Je vais évoquer à présent les difficultés rencontrées et les solutions trouvées pour donner véritablement la consistance d’une telle propédeutique à mes études qui, dans leur dispersion, donnaient le sentiment de n’être que des amorces, qu’un entrelacement de chemins sitôt pris qu’abandonnés.

La première difficulté tenait à la nature même du matériau avec lequel il s’agissait de construire une cohérence. L’hétérogénéité de mes études, leur caractère fragmentaire suscitaient chez moi une insatisfaction que j’ai eu du mal à surmonter. J’ai été longtemps arrêté par un scrupule : comment prétendre ouvrir à la saisie de la logique d’ensemble de l’oeuvre d’Aragon en présentant un discours si lacunaire ? J’avais le sentiment d’avoir laissé de côté trop de questions importantes et d’avoir trop peu avancé dans l’examen de certaines de celles que j’avais abordées. Ne fallait-il pas combler les lacunes les plus criantes, reprendre pour les approfondir les analyses qui paraissaient trop sommaires ? Par exemple n’était-il pas nécessaire de faire le point sur la conception aragonienne du réalisme, thème décisif du point de vue de la poétique de l’écrivain ? Ou n’était-il pas indispensable de prolonger l’enquête concernant le travail de l’auteur sur la forme matérielle du livre, dont mon examen de la pratique de l’illustration dans les ORC m’avait convaincu qu’il était un des aspects les plus originaux de la dernière période d’Aragon ? Je n’ai pas tout de suite su comment résister au démon de l’exhaustivité. Pour éviter de retarder indéfiniment la réalisation de mon projet de synthèse, j’ai pris le parti de laisser en l’état les études déjà écrites et, à deux exceptions près sur lesquelles je vais revenir, de ne pas en ajouter de nouvelles. Ce parti pris, entre autres conséquences, a fait que j’ai renoncé, sauf dans un ou deux cas, à intégrer dans mes textes la bibliographie critique postérieure à leur rédaction : je ne voulais pas d’une mise à jour artificielle, et véritablement tenir compte des apports nouveaux dus à d’autres chercheurs m’aurait conduit par un autre biais, à céder à la tentation précédemment évoquée, c’est-à-dire à refaire, au moins en partie, ce que j’avais déjà fait.

Le parti pris que je viens de justifier a donc souffert cependant deux exceptions. Il s’agit de deux ajouts : d’une part l’étude intitulée “Incipit : le singulier pluriel”, où j’analyse la théorie aragonienne de la genèse textuelle, exposée par l’auteur dans Je n’ai jamais appris à écrire ou les incipit, et d’autre part l’étude qui a pour titre “Matisse réécrivain, Matissse réécrit : une fable pour la grande composition” et qui porte sur Henri Matisse, roman. Ce sont les deux seuls textes conçus dans la perspective de la synthèse. Ils se trouvent finalement placés à deux points stratégiques de mon développement : le premier à la fin de ma première partie, le second à la fin de ma troisième et dernière partie. Avec ces deux analyses j’ai cherché non seulement à conférer davantage de substance à mon propos, mais surtout à donner le liant nécessaire à une saisie homogène de mon corpus. L’étude traitant de la théorie de la lecture-écriture dans Je n’ai jamais appris à écrire explicite en effet la méditation qui a soutenu tout mon travail. Le travail sur Henri Matisse, roman, qui prolonge un article antérieur sur le thème de la réécriture au bien, constitue quant à lui une sorte d’aboutissement et on peut le considérer comme une application et une mise à l’épreuve de l’hypothèse générale que j’ai cherché à mettre au point en réalisant ma thèse.
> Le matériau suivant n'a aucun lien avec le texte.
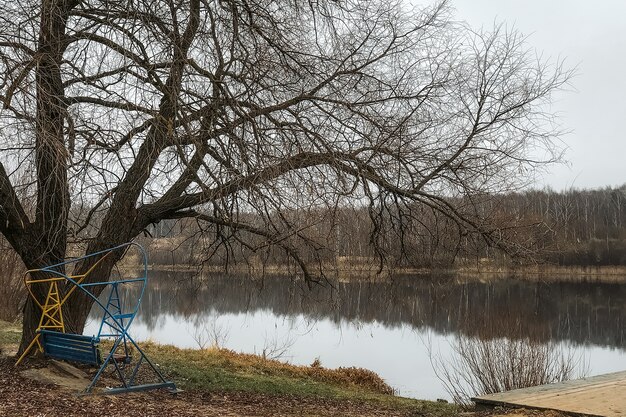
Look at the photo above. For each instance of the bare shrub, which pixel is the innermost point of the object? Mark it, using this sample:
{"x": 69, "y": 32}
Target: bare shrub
{"x": 12, "y": 291}
{"x": 480, "y": 367}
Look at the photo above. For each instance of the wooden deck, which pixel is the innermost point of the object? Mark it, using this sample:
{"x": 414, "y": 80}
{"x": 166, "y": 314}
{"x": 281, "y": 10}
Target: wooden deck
{"x": 599, "y": 396}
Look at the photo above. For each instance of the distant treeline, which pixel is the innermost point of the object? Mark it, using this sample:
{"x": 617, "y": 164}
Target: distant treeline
{"x": 574, "y": 227}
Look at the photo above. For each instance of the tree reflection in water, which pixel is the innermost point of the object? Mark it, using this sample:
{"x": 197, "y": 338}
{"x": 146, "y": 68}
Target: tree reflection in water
{"x": 580, "y": 313}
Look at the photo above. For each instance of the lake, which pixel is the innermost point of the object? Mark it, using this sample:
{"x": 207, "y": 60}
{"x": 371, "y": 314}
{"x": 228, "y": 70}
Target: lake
{"x": 393, "y": 328}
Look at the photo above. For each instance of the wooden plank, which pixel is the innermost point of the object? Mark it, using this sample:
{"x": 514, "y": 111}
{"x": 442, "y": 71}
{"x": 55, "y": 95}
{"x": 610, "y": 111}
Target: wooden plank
{"x": 599, "y": 396}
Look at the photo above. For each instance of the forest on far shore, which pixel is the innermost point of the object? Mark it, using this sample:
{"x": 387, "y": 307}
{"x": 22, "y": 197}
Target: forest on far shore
{"x": 566, "y": 228}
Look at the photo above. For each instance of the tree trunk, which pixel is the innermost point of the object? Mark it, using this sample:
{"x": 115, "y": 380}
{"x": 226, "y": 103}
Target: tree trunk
{"x": 47, "y": 241}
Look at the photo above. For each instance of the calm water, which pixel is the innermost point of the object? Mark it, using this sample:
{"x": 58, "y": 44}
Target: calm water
{"x": 390, "y": 328}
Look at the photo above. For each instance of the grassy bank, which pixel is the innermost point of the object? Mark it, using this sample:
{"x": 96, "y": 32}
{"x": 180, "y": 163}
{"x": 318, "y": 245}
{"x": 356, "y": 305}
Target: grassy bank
{"x": 224, "y": 371}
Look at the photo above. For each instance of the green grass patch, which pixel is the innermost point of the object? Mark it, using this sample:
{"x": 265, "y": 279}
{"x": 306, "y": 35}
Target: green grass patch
{"x": 224, "y": 370}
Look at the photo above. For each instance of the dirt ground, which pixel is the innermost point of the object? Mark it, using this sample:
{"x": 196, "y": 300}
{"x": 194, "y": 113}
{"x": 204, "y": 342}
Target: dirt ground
{"x": 23, "y": 396}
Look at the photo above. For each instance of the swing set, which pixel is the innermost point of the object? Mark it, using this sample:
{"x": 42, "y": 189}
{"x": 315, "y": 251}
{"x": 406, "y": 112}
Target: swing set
{"x": 118, "y": 311}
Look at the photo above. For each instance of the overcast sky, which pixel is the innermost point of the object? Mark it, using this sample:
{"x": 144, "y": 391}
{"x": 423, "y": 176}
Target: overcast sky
{"x": 590, "y": 35}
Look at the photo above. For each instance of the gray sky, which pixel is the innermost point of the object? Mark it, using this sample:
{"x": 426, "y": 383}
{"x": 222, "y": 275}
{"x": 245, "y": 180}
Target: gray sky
{"x": 590, "y": 35}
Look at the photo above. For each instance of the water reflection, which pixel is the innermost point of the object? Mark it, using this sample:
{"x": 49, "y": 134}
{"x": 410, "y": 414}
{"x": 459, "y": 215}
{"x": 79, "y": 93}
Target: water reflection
{"x": 581, "y": 313}
{"x": 386, "y": 327}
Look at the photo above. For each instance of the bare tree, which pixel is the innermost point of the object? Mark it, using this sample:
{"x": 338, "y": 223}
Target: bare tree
{"x": 120, "y": 114}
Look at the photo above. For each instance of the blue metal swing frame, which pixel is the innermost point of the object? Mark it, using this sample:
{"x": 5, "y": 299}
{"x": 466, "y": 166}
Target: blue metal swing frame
{"x": 114, "y": 325}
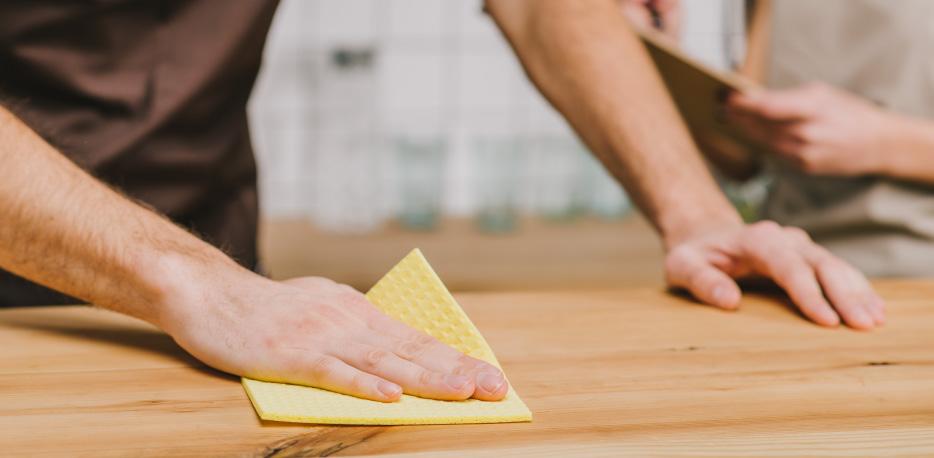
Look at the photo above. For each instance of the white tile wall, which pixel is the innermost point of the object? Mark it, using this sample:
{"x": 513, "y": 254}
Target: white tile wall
{"x": 441, "y": 67}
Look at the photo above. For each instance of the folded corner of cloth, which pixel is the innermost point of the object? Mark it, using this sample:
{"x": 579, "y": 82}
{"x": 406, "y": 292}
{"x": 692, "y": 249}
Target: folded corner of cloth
{"x": 412, "y": 293}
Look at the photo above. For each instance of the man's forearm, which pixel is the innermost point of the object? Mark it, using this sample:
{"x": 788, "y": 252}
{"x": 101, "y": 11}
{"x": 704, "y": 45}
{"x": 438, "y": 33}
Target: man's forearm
{"x": 907, "y": 152}
{"x": 66, "y": 230}
{"x": 585, "y": 59}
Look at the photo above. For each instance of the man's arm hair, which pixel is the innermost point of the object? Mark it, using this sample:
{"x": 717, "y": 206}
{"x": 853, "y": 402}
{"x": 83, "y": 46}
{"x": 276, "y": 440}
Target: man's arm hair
{"x": 66, "y": 230}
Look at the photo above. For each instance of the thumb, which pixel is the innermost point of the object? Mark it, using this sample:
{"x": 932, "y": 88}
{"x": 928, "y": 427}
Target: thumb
{"x": 687, "y": 269}
{"x": 782, "y": 105}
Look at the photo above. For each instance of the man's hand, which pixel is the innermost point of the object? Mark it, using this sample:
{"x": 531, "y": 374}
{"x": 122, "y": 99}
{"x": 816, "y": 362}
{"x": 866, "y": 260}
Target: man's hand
{"x": 823, "y": 287}
{"x": 315, "y": 332}
{"x": 818, "y": 128}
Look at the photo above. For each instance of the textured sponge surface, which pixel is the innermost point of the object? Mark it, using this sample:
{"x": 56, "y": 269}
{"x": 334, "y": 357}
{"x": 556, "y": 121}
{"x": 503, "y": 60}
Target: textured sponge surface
{"x": 412, "y": 293}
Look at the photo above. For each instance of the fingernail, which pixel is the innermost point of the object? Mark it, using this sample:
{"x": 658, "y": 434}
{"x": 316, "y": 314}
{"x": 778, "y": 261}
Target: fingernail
{"x": 458, "y": 382}
{"x": 862, "y": 320}
{"x": 491, "y": 382}
{"x": 390, "y": 390}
La deuxième difficulté que j’ai rencontrée concernait la structuration du développement. Comment ordonner mes dix-sept textes de façon à ce que leur rassemblement ménage une continuité de lecture ? Il s’agissait d’abord d’opérer une sorte de montage pour construire un seul mouvement à partir de la discontinuité des éléments disponibles. J’ai pu assez vite distinguer trois séquences principales, en me fondant sur un principe de classement simple qui ne faisait pas trop violence à la réalité de mes textes. Ceux-ci se prêtaient à une répartition en trois sous-groupes selon le type de l’objet examiné : on pouvait ainsi constituer une première série avec les études qui privilégiaient l’analyse d’un mot et d’une notion, une deuxième avec celles qui examinaient une oeuvre particulière, et une troisième avec celles qui visaient l’oeuvre entière de l’écrivain. Dans cet ordre, les trois séries ménageaient la possibilité d’une progression d’ensemble évidente. Cependant, ce classement ne suffisait pas bien sûr à assurer la cohérence d’une réflexion continue. C’est évidemment là que se trouvait la difficulté véritable et que se jouait toute l’entreprise. Chaque partie devait trouver son unité par rapport à une question précise, l’ensemble des questions soulevées devant découler de la position d’un problème clairement identifié. La définition de ce problème et de ces questions soulevait une difficulté toute différente de celle posée par l’établissement du plan, même s’il est vrai que ces deux difficultés étaient impliquées l’une par l’autre. C’est sur cette autre difficulté, d’ordre théorique, que je voudrais à présent insister.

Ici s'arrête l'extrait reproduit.